Le patron de BlackRock veut investir plus vert

Larry Fink, patron de BlackRock. ©AFP

Larry Fink, CEO du plus grand gestionnaire d'actifs au monde, lance un appel à des investissements respectueux du climat. Ses fonds indiciels restent toutefois investis dans les combustibles fossiles.

Un risque climatique est un risque d'investissement. C'est ce qu'écrit Larry Fink, patron de BlackRock, dans sa lettre annuelle, à l'attention des dirigeants des entreprises dans lesquelles le plus grand gestionnaire d'actifs de la planète a investi une partie des 7.000 milliards de dollars qu'il gère. La lettre de Fink s'apparente à l'un des messages les plus importants adressés au monde des affaires internationales.

La prise de conscience change rapidement et je pense que nous sommes à l'aube d'une réforme fondamentale du monde financier.
Larry Fink
CEO de BlackRock

Le CEO de BlackRock indique clairement, cette année, que le climat est devenu un business. "La prise de conscience change rapidement et je pense que nous sommes à l'aube d'une réforme fondamentale du monde financier." Même si seulement 5% des investisseurs investissent de manière plus durable, un énorme flux de capitaux changera de cap, dit-il.

Ce mois-ci, BlackRock a rejoint Climate Action 100+, un groupe de gestionnaires d'actifs qui, ensemble, gèrent 41.000 milliards de dollars d'investissements et insistent sur plus de durabilité.

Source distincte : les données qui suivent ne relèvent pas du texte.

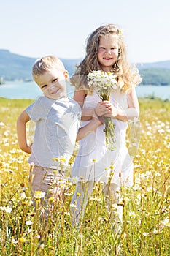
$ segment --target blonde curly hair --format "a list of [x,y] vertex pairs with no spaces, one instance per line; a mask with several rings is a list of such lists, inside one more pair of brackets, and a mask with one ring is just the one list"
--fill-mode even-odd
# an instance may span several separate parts
[[86,56],[77,66],[77,69],[71,78],[71,83],[78,90],[85,90],[92,94],[88,85],[87,75],[94,70],[101,70],[98,60],[98,50],[101,37],[107,34],[116,35],[118,43],[118,58],[112,65],[111,72],[116,75],[119,91],[130,92],[131,88],[142,81],[138,69],[130,65],[127,61],[126,47],[121,31],[114,24],[104,25],[96,29],[87,39]]

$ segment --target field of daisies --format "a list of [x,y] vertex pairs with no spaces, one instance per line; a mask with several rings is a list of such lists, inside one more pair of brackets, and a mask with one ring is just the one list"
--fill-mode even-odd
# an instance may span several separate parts
[[[16,135],[17,117],[31,102],[0,98],[0,255],[169,255],[170,102],[139,100],[140,122],[127,136],[130,148],[134,146],[134,185],[122,187],[123,223],[119,232],[114,230],[114,206],[107,211],[101,183],[94,187],[83,221],[78,227],[72,227],[70,200],[75,182],[69,173],[74,156],[63,184],[64,202],[50,198],[50,219],[45,225],[40,223],[42,195],[36,195],[34,209],[28,155],[19,149]],[[28,132],[31,141],[33,124]]]

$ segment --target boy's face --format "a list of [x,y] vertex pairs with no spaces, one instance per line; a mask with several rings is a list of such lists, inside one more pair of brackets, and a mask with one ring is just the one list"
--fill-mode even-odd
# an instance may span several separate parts
[[66,78],[67,78],[67,71],[53,69],[39,75],[36,82],[45,97],[52,99],[58,99],[66,95]]

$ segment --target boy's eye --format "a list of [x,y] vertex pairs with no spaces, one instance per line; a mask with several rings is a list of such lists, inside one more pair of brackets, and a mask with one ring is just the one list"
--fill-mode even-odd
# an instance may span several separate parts
[[42,89],[43,88],[45,88],[47,86],[47,84],[45,84],[44,86],[42,86],[41,89]]

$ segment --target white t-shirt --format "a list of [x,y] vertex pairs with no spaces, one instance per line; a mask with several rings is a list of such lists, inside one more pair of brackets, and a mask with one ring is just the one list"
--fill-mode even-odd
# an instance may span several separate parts
[[73,153],[81,118],[79,104],[69,98],[51,99],[41,97],[26,108],[36,123],[28,162],[55,168],[54,157],[68,162]]

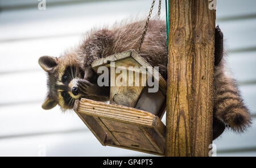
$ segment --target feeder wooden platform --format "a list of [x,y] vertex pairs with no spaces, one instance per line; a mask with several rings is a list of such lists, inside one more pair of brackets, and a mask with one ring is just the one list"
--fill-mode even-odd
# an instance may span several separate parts
[[[112,62],[115,63],[114,67]],[[166,127],[160,119],[166,111],[166,81],[134,50],[102,58],[92,64],[96,73],[100,66],[110,70],[110,104],[81,99],[76,102],[75,111],[102,145],[164,156]],[[146,72],[131,70],[131,67],[142,67]],[[120,74],[117,73],[117,68],[120,68],[127,74],[138,72],[140,79],[136,79],[135,75],[126,76],[122,79],[126,86],[113,85]],[[144,80],[142,75],[145,74]],[[158,80],[154,83],[159,89],[156,93],[148,91],[149,77]],[[131,81],[132,86],[129,85]]]
[[86,99],[74,110],[102,145],[164,155],[165,125],[151,113]]

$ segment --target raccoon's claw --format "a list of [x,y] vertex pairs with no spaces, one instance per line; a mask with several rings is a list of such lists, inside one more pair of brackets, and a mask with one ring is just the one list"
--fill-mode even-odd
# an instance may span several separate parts
[[77,86],[82,96],[82,95],[98,95],[100,94],[98,91],[98,85],[93,84],[86,79],[79,79],[77,81]]

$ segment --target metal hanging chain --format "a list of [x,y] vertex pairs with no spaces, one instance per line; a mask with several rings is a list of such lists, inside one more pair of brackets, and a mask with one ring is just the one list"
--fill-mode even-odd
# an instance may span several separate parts
[[146,21],[145,26],[144,27],[144,31],[141,36],[141,41],[139,43],[139,47],[138,48],[138,51],[139,52],[141,51],[141,45],[142,44],[142,43],[143,42],[144,37],[145,36],[146,32],[147,31],[147,27],[148,26],[149,19],[150,19],[150,17],[151,16],[152,11],[153,10],[154,5],[155,5],[155,0],[153,0],[153,2],[152,2],[151,7],[150,8],[150,10],[148,13],[148,16],[147,16],[147,21]]
[[159,5],[158,5],[158,20],[160,20],[160,14],[161,14],[161,0],[159,0]]

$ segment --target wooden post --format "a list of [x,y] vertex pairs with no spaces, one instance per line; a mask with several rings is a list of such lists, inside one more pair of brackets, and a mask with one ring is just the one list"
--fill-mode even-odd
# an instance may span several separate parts
[[212,142],[216,10],[169,0],[166,156],[208,156]]

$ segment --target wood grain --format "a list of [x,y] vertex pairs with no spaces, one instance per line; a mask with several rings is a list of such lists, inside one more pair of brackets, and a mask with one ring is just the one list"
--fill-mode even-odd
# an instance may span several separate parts
[[169,1],[167,156],[208,156],[212,139],[216,11]]
[[103,145],[164,155],[165,125],[158,116],[120,105],[77,101],[74,110]]

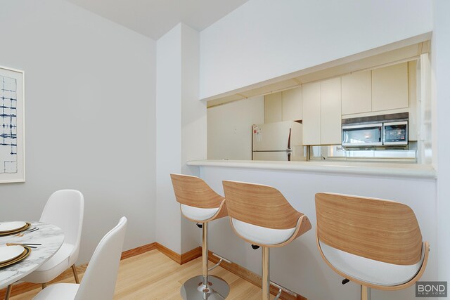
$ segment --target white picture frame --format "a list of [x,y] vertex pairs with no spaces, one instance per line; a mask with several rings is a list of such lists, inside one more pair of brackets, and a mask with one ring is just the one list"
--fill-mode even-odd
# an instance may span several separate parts
[[25,181],[25,72],[0,66],[0,183]]

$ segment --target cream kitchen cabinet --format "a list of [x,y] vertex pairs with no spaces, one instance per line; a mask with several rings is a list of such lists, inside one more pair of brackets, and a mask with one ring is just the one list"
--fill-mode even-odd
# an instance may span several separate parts
[[372,111],[408,107],[408,63],[372,70]]
[[341,143],[341,79],[303,85],[303,144]]
[[321,81],[321,143],[341,143],[341,79]]
[[303,145],[321,144],[321,83],[303,84]]
[[283,121],[302,119],[302,86],[283,91]]
[[264,96],[264,123],[283,120],[283,95],[281,93]]
[[302,86],[264,96],[264,123],[302,119]]
[[372,76],[371,71],[342,77],[342,115],[372,111]]

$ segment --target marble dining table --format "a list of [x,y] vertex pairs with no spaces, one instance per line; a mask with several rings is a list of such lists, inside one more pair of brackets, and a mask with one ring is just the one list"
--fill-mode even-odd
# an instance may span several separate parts
[[48,261],[60,248],[64,242],[64,233],[59,227],[42,222],[30,222],[30,228],[39,230],[25,232],[22,237],[16,235],[0,236],[0,247],[6,243],[41,244],[32,248],[30,255],[13,265],[0,268],[0,289],[4,288],[30,274]]

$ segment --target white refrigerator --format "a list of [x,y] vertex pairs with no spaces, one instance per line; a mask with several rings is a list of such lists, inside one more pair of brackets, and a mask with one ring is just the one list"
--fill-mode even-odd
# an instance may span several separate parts
[[255,124],[252,134],[253,160],[306,160],[300,123],[287,121]]

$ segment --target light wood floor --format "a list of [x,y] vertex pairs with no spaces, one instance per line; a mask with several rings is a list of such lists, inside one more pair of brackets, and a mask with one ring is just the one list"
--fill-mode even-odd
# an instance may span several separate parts
[[[210,266],[212,264],[210,262]],[[201,257],[180,266],[158,250],[152,250],[120,261],[114,299],[181,299],[181,284],[200,275],[201,271]],[[211,274],[223,278],[230,285],[228,299],[261,299],[259,287],[221,267],[214,269]],[[81,279],[82,274],[79,275]],[[71,278],[61,282],[75,281]],[[39,289],[34,289],[11,297],[11,300],[30,300],[39,292]],[[271,295],[271,299],[273,298]]]

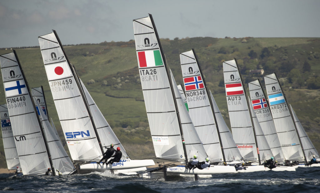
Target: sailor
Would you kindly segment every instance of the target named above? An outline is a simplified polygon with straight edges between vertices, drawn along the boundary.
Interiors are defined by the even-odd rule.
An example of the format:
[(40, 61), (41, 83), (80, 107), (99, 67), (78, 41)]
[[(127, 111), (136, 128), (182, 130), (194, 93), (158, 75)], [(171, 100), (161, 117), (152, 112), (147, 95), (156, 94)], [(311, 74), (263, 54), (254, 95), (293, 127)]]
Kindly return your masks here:
[(236, 164), (235, 165), (235, 167), (236, 168), (236, 171), (240, 170), (246, 170), (247, 168), (244, 167), (244, 163), (243, 163), (241, 165)]
[(20, 170), (20, 168), (19, 168), (19, 166), (17, 166), (17, 169), (16, 170), (15, 173), (16, 174), (21, 174), (21, 171)]
[(104, 147), (107, 148), (107, 151), (103, 153), (103, 155), (104, 156), (102, 158), (102, 159), (97, 162), (98, 164), (100, 164), (100, 163), (103, 160), (104, 160), (104, 161), (102, 162), (102, 165), (104, 164), (107, 162), (108, 159), (111, 157), (111, 156), (115, 152), (115, 149), (113, 149), (113, 144), (112, 143), (110, 145), (110, 147), (107, 148), (106, 146), (105, 146)]
[(189, 161), (189, 162), (188, 162), (188, 164), (186, 166), (186, 167), (189, 170), (196, 167), (197, 164), (199, 162), (199, 160), (197, 159), (197, 155), (194, 155), (193, 158)]
[(62, 173), (61, 173), (61, 172), (60, 172), (59, 171), (59, 170), (58, 170), (57, 169), (57, 170), (57, 170), (57, 172), (58, 173), (58, 174), (59, 175), (62, 175)]
[(309, 163), (306, 164), (306, 166), (310, 166), (310, 165), (313, 164), (317, 164), (318, 162), (317, 161), (317, 159), (316, 158), (316, 156), (313, 155), (312, 156), (312, 158), (310, 160), (310, 161), (309, 162)]
[(209, 158), (205, 158), (205, 161), (198, 162), (198, 164), (197, 164), (197, 168), (199, 170), (203, 170), (206, 167), (210, 167), (210, 164), (209, 163), (210, 161), (210, 159)]
[(51, 171), (51, 168), (48, 168), (48, 170), (45, 173), (45, 174), (44, 175), (52, 175), (52, 172)]
[(109, 164), (112, 164), (113, 162), (118, 162), (120, 161), (121, 157), (122, 157), (122, 152), (120, 151), (120, 148), (118, 147), (117, 148), (117, 151), (116, 152), (116, 153), (114, 155), (113, 155), (111, 157), (114, 157), (114, 158), (111, 159), (109, 160), (107, 165), (108, 165)]

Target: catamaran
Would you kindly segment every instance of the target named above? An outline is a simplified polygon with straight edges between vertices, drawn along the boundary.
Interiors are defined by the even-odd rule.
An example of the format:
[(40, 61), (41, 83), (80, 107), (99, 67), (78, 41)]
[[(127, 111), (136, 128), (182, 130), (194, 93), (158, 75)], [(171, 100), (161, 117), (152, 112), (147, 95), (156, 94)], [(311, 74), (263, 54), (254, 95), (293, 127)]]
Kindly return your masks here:
[(21, 166), (6, 104), (0, 105), (0, 118), (7, 166), (8, 170), (15, 170)]
[[(7, 104), (20, 165), (24, 175), (54, 171), (44, 134), (15, 51), (0, 56)], [(55, 173), (52, 173), (54, 175)]]
[(194, 50), (181, 53), (180, 56), (190, 117), (211, 161), (241, 164), (242, 158), (207, 87)]
[[(85, 91), (56, 31), (40, 36), (38, 39), (57, 111), (71, 158), (77, 163), (78, 172), (129, 169), (154, 165), (152, 160), (130, 159), (118, 140), (115, 138), (115, 135), (106, 121), (101, 119), (103, 116), (88, 95), (87, 91)], [(120, 148), (122, 159), (112, 165), (97, 164), (96, 162), (102, 158), (104, 152), (104, 147), (112, 143), (115, 148)]]
[[(185, 164), (194, 155), (204, 160), (207, 155), (167, 66), (152, 16), (133, 22), (139, 73), (156, 157), (177, 164)], [(167, 172), (182, 174), (211, 174), (219, 170), (216, 166), (191, 170), (184, 165), (168, 167)], [(234, 172), (232, 167), (228, 168), (232, 171), (226, 169), (225, 172)]]
[[(286, 158), (295, 162), (297, 166), (304, 166), (303, 162), (308, 162), (308, 159), (310, 160), (313, 155), (319, 158), (317, 151), (294, 112), (289, 108), (276, 73), (265, 76), (264, 80), (271, 113)], [(302, 162), (300, 165), (298, 165), (299, 162)]]

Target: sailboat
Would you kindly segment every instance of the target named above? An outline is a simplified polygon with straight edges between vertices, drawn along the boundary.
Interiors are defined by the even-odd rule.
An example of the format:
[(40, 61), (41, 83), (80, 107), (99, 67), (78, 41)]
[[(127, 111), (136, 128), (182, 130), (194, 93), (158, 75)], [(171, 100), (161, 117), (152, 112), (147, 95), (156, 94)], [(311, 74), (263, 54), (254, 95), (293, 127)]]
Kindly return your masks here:
[(251, 105), (259, 121), (275, 159), (279, 163), (284, 162), (285, 157), (281, 148), (271, 110), (259, 79), (249, 82)]
[[(261, 160), (273, 156), (259, 122), (254, 121), (236, 59), (223, 63), (226, 96), (235, 142), (246, 162), (259, 165), (241, 172), (264, 171)], [(251, 105), (250, 105), (251, 106)], [(249, 168), (250, 169), (248, 169)]]
[[(30, 90), (15, 51), (0, 56), (7, 104), (20, 165), (24, 175), (54, 171)], [(54, 173), (52, 175), (54, 175)]]
[(207, 87), (194, 50), (181, 53), (180, 56), (190, 117), (211, 161), (241, 163), (242, 158), (222, 116), (219, 116), (221, 114)]
[(56, 169), (55, 171), (52, 172), (55, 172), (56, 175), (59, 174), (57, 170), (62, 175), (72, 174), (75, 171), (76, 168), (63, 147), (57, 130), (55, 128), (53, 128), (49, 121), (43, 88), (42, 86), (32, 88), (31, 91), (32, 98), (36, 104), (36, 109), (41, 121), (41, 126), (45, 134), (53, 166)]
[[(133, 23), (139, 73), (156, 157), (172, 164), (186, 164), (194, 155), (204, 160), (207, 156), (167, 65), (152, 16), (134, 19)], [(217, 171), (217, 167), (214, 167), (190, 170), (184, 165), (168, 165), (166, 171), (211, 174)]]
[[(108, 141), (112, 135), (107, 135), (111, 129), (108, 129), (108, 125), (106, 125), (103, 120), (95, 121), (96, 114), (93, 114), (89, 106), (88, 98), (90, 97), (84, 93), (83, 84), (82, 85), (69, 61), (56, 32), (53, 31), (38, 39), (57, 112), (71, 158), (78, 164), (78, 172), (154, 165), (152, 160), (131, 160), (123, 149), (121, 150), (122, 159), (120, 162), (108, 166), (96, 163), (102, 158), (104, 146), (113, 142)], [(92, 104), (95, 105), (94, 102)], [(95, 108), (95, 106), (91, 106)], [(96, 121), (101, 120), (99, 117), (96, 118)], [(123, 148), (119, 142), (115, 143), (114, 146)]]
[(15, 170), (21, 166), (6, 104), (0, 105), (0, 118), (7, 166), (8, 170)]
[(307, 159), (313, 155), (318, 158), (298, 118), (296, 116), (295, 118), (294, 112), (289, 108), (276, 73), (265, 76), (264, 80), (271, 113), (286, 159), (296, 163), (308, 163)]

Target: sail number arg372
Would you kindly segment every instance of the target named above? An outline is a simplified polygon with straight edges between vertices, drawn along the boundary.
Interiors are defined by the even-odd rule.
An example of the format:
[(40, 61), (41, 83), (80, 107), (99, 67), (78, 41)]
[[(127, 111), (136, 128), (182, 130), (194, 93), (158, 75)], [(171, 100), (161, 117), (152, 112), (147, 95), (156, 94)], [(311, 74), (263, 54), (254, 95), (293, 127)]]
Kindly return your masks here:
[(155, 81), (158, 80), (156, 69), (145, 69), (140, 70), (141, 81)]
[(71, 79), (52, 81), (50, 84), (51, 91), (52, 92), (65, 91), (73, 89), (71, 84), (72, 80)]

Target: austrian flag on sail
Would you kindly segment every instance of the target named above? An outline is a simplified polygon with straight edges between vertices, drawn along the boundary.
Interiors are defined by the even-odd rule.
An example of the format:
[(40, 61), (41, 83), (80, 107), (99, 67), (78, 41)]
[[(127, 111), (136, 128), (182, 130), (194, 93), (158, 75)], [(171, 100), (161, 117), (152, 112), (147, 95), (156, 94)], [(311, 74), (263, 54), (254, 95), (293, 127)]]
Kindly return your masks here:
[(203, 81), (200, 76), (186, 78), (183, 79), (183, 81), (186, 91), (203, 89), (204, 87)]
[(138, 53), (140, 67), (149, 67), (162, 65), (159, 50), (149, 50)]
[(268, 107), (266, 99), (264, 98), (253, 100), (251, 101), (252, 102), (252, 106), (253, 107), (253, 109), (255, 110)]
[(241, 83), (226, 84), (226, 92), (227, 96), (243, 94), (242, 85)]

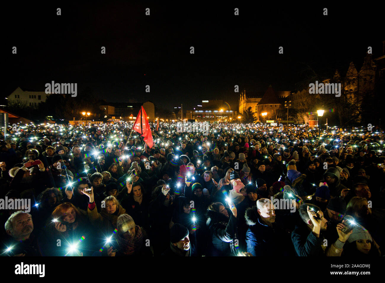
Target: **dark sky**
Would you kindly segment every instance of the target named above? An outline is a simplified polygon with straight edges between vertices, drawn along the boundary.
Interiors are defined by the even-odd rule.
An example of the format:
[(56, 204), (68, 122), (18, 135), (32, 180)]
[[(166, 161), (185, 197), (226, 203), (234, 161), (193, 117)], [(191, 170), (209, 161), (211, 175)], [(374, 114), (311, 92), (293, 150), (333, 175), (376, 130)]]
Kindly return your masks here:
[(380, 9), (369, 5), (184, 2), (12, 4), (2, 18), (3, 97), (18, 86), (43, 91), (54, 80), (112, 102), (187, 109), (217, 98), (236, 110), (234, 85), (293, 90), (306, 65), (320, 74), (346, 72), (351, 61), (360, 67), (368, 46), (373, 58), (382, 55)]

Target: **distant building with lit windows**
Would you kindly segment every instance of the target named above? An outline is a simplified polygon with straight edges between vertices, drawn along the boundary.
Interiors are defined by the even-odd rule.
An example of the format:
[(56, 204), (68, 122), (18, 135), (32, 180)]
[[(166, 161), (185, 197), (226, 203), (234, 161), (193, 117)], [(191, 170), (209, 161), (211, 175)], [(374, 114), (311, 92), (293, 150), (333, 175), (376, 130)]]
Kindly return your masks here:
[(39, 104), (45, 102), (47, 97), (51, 95), (44, 91), (23, 90), (20, 87), (7, 97), (8, 104), (18, 104), (21, 106), (30, 106), (37, 108)]
[(203, 100), (201, 106), (186, 112), (186, 119), (197, 121), (231, 122), (234, 112), (230, 105), (223, 100)]

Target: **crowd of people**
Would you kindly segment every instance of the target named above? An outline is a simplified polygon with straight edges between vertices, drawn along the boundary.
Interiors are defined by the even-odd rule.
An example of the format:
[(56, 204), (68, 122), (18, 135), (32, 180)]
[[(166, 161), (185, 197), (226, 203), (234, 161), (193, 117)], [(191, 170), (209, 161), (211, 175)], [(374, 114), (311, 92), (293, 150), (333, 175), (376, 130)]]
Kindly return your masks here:
[(383, 253), (378, 129), (161, 123), (150, 147), (129, 123), (21, 126), (0, 144), (2, 256)]

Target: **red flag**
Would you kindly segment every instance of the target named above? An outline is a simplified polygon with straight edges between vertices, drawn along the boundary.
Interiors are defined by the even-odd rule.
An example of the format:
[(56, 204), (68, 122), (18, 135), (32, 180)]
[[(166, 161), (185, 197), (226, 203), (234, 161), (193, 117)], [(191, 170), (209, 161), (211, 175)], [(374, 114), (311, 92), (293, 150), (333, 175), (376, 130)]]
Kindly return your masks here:
[(150, 148), (152, 147), (154, 144), (154, 140), (152, 139), (152, 135), (151, 133), (151, 129), (150, 128), (150, 124), (147, 119), (147, 114), (143, 106), (141, 107), (138, 116), (136, 116), (136, 120), (134, 124), (132, 129), (137, 132), (144, 138), (144, 142)]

Fink a également précisé qu'une entreprise ne peut être rentable que si elle peut également l'être à long terme. Cela n'est possible que si une entreprise tient compte non seulement de ses actionnaires, mais aussi de ses employés, clients, fournisseurs et autres parties prenantes. Son appel à des investissements respectueux du climat est un prolongement de cette vision.

Sous pression

BlackRock ne se retire pas complètelement des investissements dans les combustibles fossiles. Le groupe gère parfois - à la demande des clients - des actifs dans des fonds indiciels, qui sont constitués des paniers d'actions des principales bourses. Ceux-ci comprennent généralement les principales sociétés pétrolières et pétrochimiques.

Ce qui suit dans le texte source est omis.